Le mostre dedicate al tema si stanno via via moltiplicando.
Tanto per citarne una al MAXXI di Roma, fino a Novembre 2018, va in scena “African Metropolis. Una città immaginaria” che si presenta come “una panoramica approfondita sulla scena artistica e culturale del continente africano“.
Eppure l’arte africana non riesce ancora a camminare a braccetto dell’arte europea, come si nota dai risultati delle aste.
Ottime riuscite, ma non comparabili ai record raggiunti da un Fontana o da un Picasso.
A cosa è dovuto tutto ciò?
Una conoscenza del genere tuttora poco approfondita anche tra gli operatori del settore?
Ignoranza sull’argomento accompagnata da un’immagine non edificante dell’Africa trasmessaci dai media? Razzismo?
Senza arrivare al disfattismo, forse la soluzione è più semplice: probabilmente il mito del “buon selvaggio” e l’idea novecentesca dell'”arte negra” non ci hanno ancora abbandonato del tutto.
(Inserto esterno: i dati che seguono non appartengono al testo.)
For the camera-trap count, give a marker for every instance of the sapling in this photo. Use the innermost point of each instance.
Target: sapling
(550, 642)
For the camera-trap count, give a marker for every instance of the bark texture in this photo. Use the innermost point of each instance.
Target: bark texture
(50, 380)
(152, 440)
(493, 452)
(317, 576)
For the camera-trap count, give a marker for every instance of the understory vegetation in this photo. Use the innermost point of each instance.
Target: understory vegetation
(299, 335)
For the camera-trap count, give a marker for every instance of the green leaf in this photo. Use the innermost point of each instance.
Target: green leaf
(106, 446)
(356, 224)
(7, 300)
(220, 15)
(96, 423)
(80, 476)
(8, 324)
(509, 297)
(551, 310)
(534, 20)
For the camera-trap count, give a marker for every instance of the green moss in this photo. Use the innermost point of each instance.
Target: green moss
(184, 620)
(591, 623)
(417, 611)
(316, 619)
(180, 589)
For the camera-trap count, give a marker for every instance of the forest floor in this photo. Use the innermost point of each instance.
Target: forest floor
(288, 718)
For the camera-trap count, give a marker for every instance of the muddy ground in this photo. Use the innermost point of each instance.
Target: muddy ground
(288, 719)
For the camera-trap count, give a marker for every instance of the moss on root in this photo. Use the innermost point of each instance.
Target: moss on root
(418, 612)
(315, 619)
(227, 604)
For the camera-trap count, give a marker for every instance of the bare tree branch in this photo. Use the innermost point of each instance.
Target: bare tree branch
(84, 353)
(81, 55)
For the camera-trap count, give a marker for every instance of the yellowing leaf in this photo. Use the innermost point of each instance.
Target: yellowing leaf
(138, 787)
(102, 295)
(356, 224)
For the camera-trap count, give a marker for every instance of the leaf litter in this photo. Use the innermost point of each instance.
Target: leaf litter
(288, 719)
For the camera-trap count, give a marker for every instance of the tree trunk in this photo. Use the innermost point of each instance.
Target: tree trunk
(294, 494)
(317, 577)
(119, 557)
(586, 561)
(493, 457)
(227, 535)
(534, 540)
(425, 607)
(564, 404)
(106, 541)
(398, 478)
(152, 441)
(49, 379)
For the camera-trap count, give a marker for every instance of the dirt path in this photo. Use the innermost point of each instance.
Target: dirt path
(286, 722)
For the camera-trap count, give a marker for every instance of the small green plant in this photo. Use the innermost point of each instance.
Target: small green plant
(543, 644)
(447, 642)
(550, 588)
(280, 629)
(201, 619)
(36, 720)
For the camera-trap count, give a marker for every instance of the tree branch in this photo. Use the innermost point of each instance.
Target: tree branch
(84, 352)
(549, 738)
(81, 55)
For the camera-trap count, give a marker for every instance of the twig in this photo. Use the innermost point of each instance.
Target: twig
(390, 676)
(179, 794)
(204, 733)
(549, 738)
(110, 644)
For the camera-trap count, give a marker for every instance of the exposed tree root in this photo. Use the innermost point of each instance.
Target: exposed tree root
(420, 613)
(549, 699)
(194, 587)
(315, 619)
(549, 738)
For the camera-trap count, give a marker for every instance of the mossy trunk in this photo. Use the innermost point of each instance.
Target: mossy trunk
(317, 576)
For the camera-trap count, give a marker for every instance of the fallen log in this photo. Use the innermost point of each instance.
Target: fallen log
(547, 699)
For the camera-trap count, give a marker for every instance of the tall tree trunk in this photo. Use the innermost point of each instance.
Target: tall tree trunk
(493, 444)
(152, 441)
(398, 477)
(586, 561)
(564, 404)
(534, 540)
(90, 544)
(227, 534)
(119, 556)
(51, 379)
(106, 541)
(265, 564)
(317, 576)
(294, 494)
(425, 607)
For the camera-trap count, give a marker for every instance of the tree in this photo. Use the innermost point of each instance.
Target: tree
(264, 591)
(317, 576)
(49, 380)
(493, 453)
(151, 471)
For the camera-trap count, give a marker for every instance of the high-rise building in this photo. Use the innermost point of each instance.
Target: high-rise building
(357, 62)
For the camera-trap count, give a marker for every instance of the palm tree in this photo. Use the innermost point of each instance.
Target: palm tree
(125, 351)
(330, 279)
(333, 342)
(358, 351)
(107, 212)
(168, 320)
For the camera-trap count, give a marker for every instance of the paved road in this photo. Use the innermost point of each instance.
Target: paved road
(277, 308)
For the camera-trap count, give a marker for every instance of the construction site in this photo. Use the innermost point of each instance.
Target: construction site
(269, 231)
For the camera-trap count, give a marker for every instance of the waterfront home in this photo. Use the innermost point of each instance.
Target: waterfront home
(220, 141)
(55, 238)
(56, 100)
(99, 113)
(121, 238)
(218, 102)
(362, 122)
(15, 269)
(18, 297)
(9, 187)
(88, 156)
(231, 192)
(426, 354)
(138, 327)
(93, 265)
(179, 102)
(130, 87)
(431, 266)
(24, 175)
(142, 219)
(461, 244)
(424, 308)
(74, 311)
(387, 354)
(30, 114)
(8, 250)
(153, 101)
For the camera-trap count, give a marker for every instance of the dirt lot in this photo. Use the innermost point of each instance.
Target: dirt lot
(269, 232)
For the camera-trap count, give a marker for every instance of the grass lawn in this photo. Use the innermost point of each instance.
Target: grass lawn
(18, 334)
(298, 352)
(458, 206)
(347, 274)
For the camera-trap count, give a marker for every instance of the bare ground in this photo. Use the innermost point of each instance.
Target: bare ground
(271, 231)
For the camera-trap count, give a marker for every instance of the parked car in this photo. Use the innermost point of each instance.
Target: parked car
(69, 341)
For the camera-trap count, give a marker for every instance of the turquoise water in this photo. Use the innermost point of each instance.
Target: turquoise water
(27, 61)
“Un Fontana è pure sempre un Fontana“, non paragonabile a qualsivoglia artista africano coevo, mi sembra di sentir riecheggiare…
In realtà il concetto di diverso, di estraneo dai nostri paradigmi esiste finché sopravvivono i paradigmi stessi. Appena si cambia punto di vista anche ciò che inizialmente è considerato differente muta.
Perché alla fine “l’unica cosa che conta è la bellezza formale dell’oggetto e contemporaneamente il sentimento che crea; qualcosa che è profondamente vero, essenziale e vitale” come sosteneva il collezionista Baudouin de Grunne parlando della raccolta dei Durand-Dessert.